123rf.com: Wavebreak Media Ltd.
Ivan Levison, a brilliant marketing copywriter, wrote early this year about names and, by extension, marketing language. He decries the tendency to come up with product or company names that are essentially meaningless.
As he notes, Ford, Ferrari, Porsche, and Rolls-Royces were named after the companies’ owners. As time went on, cars were named more evocatively with “names that men, then the principal buyers of cars in America, would find irresistible.” He mentions the Explorer and the Viper but oddly enough, leaves out the Mustang. In my view, that wonderful name suggests rugged independence and crazy speed, a suggestion that becomes flesh in the fabulous chase scene from Bullitt.

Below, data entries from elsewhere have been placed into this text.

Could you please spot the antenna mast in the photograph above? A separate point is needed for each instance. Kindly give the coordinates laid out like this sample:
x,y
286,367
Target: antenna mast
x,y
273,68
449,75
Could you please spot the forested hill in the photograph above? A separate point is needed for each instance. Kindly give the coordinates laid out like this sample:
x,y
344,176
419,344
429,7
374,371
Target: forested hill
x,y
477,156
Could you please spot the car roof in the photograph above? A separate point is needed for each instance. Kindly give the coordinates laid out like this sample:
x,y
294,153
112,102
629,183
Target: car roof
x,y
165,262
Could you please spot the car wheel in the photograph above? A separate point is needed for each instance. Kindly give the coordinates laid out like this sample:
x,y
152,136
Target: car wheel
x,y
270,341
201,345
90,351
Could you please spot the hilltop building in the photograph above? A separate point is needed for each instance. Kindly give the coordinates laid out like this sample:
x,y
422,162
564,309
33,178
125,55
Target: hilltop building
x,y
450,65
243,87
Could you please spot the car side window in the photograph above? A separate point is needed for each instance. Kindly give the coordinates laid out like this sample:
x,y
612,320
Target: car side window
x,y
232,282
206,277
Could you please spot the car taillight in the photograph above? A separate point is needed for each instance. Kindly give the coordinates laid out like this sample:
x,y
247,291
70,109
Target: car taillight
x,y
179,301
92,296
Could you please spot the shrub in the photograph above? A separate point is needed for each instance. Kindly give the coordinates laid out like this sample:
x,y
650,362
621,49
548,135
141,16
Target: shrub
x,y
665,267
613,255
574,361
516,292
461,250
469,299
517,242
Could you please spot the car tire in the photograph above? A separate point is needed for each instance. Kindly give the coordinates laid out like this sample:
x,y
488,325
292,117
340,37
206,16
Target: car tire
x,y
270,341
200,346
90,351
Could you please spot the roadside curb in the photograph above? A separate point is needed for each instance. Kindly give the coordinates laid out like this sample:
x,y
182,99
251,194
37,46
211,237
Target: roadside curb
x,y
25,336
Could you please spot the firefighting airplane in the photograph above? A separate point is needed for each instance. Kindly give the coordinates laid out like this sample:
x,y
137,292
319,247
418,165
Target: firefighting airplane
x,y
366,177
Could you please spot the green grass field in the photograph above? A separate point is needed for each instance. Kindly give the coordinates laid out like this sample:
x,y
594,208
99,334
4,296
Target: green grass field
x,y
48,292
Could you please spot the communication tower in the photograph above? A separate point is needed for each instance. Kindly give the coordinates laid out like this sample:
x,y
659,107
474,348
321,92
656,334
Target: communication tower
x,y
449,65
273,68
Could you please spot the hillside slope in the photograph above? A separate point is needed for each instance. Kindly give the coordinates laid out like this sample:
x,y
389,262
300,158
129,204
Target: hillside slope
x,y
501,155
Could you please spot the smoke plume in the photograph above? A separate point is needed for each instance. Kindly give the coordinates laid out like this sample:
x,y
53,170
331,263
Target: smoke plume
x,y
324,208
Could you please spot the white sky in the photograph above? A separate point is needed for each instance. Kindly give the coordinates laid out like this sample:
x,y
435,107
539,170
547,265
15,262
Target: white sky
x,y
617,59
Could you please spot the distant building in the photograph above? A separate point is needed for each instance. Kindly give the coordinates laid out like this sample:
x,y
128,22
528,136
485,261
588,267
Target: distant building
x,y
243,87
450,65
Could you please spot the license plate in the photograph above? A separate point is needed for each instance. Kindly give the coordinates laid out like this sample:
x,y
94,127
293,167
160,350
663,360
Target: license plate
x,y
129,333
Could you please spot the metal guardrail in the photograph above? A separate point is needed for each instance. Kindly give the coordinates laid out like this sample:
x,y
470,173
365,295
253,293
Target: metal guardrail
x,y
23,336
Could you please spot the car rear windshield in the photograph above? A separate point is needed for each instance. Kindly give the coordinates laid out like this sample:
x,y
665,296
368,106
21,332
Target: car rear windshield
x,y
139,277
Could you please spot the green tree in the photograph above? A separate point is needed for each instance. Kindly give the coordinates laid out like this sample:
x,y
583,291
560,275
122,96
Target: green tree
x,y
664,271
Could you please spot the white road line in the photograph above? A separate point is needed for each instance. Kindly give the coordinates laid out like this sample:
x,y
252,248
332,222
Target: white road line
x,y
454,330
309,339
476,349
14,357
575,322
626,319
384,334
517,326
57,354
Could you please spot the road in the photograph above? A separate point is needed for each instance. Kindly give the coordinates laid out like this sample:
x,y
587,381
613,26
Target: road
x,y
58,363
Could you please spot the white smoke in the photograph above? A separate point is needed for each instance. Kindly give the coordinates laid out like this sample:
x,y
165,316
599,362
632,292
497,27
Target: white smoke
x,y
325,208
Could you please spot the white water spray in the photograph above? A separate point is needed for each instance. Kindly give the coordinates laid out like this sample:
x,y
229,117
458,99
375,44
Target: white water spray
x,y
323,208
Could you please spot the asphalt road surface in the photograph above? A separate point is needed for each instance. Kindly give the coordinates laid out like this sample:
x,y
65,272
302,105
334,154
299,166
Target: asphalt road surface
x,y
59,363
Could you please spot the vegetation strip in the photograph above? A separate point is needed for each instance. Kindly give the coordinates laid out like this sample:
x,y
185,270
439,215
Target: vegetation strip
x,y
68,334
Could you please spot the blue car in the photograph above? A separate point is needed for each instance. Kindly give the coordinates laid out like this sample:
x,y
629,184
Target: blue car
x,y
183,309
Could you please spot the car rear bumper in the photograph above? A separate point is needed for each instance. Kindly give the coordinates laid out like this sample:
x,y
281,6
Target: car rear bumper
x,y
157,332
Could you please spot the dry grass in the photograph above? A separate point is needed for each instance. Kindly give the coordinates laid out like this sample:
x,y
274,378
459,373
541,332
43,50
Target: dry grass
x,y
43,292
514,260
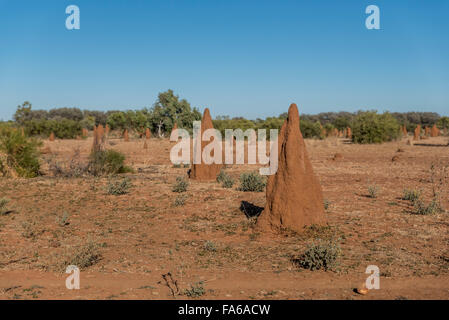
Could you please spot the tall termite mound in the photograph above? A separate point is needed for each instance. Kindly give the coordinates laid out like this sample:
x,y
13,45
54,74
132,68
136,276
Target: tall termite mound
x,y
99,138
417,133
294,195
434,132
205,171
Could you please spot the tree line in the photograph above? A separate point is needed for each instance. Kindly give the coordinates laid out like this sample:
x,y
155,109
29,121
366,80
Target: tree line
x,y
68,123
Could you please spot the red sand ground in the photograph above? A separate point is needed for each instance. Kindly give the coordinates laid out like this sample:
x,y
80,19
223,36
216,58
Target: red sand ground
x,y
142,235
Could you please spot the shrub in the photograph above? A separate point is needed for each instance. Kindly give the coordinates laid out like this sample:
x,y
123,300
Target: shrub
x,y
84,256
252,181
321,255
225,179
20,153
103,162
180,201
196,290
3,206
373,191
180,185
310,129
370,127
422,209
411,195
119,187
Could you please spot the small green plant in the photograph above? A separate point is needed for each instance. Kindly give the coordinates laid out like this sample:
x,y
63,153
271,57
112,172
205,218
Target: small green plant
x,y
426,209
411,195
3,206
64,221
252,182
373,191
19,154
320,255
196,290
119,187
180,201
180,185
105,162
84,256
210,246
225,179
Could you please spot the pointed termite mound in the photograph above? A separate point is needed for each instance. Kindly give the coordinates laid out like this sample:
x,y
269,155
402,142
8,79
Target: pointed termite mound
x,y
98,142
203,171
417,133
434,132
348,133
294,195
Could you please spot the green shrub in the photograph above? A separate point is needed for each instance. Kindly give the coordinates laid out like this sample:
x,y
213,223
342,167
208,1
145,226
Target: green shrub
x,y
84,256
180,185
104,162
119,187
321,255
225,179
411,195
370,127
3,206
18,153
180,201
373,191
252,181
62,128
196,290
422,209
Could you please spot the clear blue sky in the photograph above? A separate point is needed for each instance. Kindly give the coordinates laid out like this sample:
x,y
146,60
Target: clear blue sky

Since then, we seem to have lost our marketing juju. I’m sure I’m not alone in scratching my head over names like Agilent, Etsy, and Spotify. They sound SV cool, but really, what do they say? Mr. Levison’s article is a plea for meaningful names. Honest names. Here, he delivers a nice ding to the Altria Group, formerly Philip Morris, which has chosen “to become invisible and fly under the radar with a non-name.” My aside: to obscure its purveyor-of-death origins.
In the spirit of interactivity and just plain good fun, I’d love to see your nominations for annoyingly meaningless names.